Fundamentally my best guess is that you are having problems getting clean shutdowns. If SBR is downing your entire cluster it's because it is getting to a point where there are more unreachable nodes than live clusters.

As an example, what might be happening:

You have 4 live nodes and want to upgrade.
DC/OS kills the first node. For some unknown reason you aren't getting a clean shutdown so the node is marked as unreachable. (Essentially the cluster, because it wasn't a clean shutdown doesn't node if the node still exists but is unresponsive and/or behind a partition.) There are 3 live nodes and one unreachable.
DC/OS starts the second node. Perhaps it takes a while to boot your application. So you have 3 live nodes, one unreachable node, and 1 unready node.
DC/OS kills another node. So you have 2 live nodes, 2 unreachable nodes, and 1 unready node. At this point SBR can no longer guarantee that you haven't had a network partition because you don't have majority. At this point, in order to prevent corruption, it must stop the cluster.

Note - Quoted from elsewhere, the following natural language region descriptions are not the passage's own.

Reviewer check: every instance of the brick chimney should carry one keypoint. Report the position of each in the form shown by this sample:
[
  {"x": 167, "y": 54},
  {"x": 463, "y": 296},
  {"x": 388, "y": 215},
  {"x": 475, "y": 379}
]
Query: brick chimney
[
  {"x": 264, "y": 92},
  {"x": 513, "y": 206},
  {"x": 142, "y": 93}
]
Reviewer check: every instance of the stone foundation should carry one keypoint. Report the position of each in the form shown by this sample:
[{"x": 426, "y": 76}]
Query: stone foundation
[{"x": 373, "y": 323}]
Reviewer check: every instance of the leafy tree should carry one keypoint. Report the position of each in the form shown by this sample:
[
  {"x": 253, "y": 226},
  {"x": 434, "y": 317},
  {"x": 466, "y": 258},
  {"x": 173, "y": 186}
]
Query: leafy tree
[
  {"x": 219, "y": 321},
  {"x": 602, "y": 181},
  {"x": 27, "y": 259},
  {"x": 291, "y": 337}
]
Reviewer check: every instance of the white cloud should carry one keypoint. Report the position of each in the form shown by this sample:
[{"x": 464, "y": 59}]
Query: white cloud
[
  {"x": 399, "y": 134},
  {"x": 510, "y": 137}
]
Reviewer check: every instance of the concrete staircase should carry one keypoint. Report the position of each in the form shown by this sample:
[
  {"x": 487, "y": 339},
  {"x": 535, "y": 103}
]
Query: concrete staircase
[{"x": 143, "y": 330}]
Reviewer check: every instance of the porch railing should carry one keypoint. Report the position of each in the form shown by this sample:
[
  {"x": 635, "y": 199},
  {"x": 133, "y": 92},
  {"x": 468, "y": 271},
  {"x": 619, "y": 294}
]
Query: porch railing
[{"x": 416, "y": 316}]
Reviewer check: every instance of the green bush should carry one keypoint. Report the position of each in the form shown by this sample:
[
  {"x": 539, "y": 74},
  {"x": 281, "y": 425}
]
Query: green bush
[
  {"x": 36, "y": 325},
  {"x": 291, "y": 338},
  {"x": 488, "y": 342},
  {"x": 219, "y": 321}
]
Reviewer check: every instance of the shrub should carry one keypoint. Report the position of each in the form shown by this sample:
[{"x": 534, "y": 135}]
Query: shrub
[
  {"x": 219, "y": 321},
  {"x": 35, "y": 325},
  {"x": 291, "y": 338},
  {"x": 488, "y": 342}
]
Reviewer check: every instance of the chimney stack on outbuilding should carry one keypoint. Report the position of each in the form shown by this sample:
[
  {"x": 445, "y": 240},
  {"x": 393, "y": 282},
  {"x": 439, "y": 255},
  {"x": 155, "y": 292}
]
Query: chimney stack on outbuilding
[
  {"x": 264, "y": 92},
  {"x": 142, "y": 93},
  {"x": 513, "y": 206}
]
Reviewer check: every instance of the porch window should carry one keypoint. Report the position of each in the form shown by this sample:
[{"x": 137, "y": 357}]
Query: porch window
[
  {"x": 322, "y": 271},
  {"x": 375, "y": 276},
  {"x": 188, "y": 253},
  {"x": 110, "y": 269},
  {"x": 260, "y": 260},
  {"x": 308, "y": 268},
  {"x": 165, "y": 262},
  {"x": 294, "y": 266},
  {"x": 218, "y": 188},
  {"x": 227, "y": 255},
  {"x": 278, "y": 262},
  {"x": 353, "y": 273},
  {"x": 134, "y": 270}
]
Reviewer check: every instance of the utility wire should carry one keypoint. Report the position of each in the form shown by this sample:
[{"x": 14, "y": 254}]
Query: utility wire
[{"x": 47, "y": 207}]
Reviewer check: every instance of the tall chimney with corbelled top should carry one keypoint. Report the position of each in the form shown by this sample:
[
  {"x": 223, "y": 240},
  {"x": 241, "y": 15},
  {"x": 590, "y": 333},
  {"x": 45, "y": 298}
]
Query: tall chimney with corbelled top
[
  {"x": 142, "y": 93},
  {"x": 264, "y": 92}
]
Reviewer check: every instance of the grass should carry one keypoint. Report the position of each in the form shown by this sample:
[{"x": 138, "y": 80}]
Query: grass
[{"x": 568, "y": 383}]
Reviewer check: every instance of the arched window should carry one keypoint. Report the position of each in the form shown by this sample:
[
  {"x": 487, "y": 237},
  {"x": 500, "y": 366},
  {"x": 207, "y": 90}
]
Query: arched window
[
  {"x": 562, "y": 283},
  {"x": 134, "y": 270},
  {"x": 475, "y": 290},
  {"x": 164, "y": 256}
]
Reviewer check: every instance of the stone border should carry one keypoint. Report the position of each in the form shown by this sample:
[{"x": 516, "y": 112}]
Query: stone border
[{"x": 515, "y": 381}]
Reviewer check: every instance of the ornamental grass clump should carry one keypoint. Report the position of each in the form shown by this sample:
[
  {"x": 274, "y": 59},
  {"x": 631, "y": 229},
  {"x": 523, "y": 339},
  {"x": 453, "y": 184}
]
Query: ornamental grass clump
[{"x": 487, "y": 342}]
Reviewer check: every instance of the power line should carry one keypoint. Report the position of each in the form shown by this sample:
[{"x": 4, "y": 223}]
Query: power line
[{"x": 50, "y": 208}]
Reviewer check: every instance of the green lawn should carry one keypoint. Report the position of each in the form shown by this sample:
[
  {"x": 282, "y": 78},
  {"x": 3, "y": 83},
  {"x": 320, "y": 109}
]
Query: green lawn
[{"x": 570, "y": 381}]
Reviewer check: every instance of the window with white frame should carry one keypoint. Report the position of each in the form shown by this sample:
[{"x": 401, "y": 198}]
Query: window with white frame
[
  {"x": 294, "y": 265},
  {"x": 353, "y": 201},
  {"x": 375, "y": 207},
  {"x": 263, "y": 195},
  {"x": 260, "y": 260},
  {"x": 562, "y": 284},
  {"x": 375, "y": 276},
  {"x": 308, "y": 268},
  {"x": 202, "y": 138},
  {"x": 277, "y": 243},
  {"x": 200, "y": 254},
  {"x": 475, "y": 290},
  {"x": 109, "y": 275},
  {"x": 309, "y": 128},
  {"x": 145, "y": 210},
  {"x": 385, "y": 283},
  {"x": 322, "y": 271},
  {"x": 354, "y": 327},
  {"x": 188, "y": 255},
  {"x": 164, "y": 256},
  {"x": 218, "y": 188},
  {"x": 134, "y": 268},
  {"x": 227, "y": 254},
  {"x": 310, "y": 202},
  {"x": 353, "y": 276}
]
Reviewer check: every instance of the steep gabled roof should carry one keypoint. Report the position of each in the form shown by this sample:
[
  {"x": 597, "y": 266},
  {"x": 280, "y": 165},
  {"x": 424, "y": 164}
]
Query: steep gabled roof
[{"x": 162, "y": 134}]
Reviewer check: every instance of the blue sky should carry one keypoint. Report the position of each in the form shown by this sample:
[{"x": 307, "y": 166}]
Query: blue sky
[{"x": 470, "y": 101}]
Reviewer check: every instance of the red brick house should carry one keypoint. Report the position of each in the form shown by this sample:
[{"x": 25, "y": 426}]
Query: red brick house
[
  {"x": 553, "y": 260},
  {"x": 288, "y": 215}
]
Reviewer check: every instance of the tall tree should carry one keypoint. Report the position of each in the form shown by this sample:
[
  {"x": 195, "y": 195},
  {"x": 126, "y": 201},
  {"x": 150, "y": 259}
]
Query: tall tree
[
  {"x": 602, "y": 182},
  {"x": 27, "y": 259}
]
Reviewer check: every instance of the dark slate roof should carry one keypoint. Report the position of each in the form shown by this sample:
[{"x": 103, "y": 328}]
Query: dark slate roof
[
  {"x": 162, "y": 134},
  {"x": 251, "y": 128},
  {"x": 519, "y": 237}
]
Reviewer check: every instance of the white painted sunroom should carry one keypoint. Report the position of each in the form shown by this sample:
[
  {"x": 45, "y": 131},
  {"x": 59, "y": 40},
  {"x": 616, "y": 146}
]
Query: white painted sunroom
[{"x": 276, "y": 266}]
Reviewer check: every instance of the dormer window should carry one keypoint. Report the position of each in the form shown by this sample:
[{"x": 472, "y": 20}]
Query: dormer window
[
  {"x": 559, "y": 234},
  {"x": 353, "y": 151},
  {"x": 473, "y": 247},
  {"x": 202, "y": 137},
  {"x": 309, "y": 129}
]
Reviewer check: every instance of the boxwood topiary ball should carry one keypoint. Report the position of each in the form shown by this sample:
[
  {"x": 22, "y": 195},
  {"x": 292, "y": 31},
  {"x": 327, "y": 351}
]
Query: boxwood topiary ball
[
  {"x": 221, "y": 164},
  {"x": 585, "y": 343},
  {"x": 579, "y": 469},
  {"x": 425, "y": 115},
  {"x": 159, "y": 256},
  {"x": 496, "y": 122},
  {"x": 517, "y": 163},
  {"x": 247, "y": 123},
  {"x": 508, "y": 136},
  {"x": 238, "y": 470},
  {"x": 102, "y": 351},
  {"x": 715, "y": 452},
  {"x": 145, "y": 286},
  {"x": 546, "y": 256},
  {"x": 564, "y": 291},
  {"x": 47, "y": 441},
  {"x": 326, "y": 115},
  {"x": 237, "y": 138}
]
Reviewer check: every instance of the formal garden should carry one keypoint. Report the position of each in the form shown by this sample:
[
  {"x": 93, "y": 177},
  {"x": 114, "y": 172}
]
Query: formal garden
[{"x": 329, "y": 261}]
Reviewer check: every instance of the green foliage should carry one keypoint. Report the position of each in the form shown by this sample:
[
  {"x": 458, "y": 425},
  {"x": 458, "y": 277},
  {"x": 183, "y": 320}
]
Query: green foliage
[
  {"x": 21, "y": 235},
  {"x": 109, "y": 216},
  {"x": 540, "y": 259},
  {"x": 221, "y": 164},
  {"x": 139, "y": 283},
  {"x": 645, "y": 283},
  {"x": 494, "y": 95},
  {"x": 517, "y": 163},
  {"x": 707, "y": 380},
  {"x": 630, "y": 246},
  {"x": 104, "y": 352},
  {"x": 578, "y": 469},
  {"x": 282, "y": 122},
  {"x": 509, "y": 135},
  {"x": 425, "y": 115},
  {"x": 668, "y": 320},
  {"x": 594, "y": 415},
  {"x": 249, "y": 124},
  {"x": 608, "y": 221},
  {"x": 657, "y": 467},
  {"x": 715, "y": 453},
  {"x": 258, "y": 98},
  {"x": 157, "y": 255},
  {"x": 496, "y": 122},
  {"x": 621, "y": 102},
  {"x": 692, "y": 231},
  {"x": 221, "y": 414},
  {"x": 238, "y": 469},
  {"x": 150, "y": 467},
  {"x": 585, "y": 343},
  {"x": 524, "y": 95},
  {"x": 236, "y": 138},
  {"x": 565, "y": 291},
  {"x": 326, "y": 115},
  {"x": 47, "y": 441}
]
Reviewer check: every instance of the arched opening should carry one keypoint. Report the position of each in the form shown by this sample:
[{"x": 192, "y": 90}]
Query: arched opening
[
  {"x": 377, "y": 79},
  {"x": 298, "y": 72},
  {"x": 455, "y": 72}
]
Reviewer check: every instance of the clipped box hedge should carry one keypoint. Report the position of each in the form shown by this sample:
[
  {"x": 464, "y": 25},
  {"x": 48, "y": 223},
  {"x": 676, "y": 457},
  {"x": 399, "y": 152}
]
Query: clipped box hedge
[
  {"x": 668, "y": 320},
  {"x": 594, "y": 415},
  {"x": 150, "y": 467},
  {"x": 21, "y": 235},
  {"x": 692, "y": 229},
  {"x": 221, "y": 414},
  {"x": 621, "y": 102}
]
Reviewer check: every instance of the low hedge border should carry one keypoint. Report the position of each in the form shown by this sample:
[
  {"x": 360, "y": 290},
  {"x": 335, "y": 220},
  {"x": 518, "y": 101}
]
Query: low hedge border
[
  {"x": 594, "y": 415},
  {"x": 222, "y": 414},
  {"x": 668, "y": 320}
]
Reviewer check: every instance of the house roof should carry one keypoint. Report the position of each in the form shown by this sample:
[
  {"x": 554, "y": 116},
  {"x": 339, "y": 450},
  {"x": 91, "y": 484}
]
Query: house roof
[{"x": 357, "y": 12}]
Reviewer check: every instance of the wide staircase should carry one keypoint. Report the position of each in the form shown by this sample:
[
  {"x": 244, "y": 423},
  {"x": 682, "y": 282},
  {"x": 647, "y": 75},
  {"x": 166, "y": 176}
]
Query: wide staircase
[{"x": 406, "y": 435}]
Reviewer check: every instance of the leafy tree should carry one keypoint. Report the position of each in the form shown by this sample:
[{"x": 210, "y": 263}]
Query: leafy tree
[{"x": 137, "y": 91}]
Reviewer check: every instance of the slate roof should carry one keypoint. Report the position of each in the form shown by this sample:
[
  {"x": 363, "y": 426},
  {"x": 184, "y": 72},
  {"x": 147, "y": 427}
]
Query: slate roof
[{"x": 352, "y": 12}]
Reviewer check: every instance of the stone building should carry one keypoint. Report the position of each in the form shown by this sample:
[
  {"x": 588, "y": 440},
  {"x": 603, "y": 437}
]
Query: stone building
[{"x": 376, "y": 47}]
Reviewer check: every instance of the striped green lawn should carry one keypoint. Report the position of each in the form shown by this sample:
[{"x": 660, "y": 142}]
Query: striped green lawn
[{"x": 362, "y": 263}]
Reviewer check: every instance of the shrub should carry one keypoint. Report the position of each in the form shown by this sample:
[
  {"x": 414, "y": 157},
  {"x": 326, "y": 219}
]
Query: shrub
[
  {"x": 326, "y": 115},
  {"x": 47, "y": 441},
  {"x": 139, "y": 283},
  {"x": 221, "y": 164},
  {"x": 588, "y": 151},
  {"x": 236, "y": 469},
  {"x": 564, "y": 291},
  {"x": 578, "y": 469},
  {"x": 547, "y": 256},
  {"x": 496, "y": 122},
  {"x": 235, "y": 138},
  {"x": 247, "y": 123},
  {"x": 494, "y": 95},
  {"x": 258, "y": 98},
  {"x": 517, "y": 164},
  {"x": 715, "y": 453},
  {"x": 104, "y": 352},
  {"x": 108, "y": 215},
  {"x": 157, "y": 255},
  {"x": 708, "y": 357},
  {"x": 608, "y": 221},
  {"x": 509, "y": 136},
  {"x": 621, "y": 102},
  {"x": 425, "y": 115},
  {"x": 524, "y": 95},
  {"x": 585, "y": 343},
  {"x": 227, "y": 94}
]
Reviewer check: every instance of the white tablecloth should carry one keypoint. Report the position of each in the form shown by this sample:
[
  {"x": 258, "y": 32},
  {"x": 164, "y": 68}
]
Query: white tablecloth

So, I would recommend the following:

I don't know the details of DC/OS well enough but you probably need to slow down your rolling upgrades. In K8S I'd use something like MinReadySeconds.
You may want to consider a fifth node. Odd numbers are better because it makes majority easier to determine.
If you continue to have problems you'll need to provide more logs from the SBR decision.

SBR is the answer here. I realize that you aren't having real network partitions, but the fact that you are having unreachable nodes means that the Akka Cluster is unable to tell if there are network partitions or not and that's the root cause of the problem.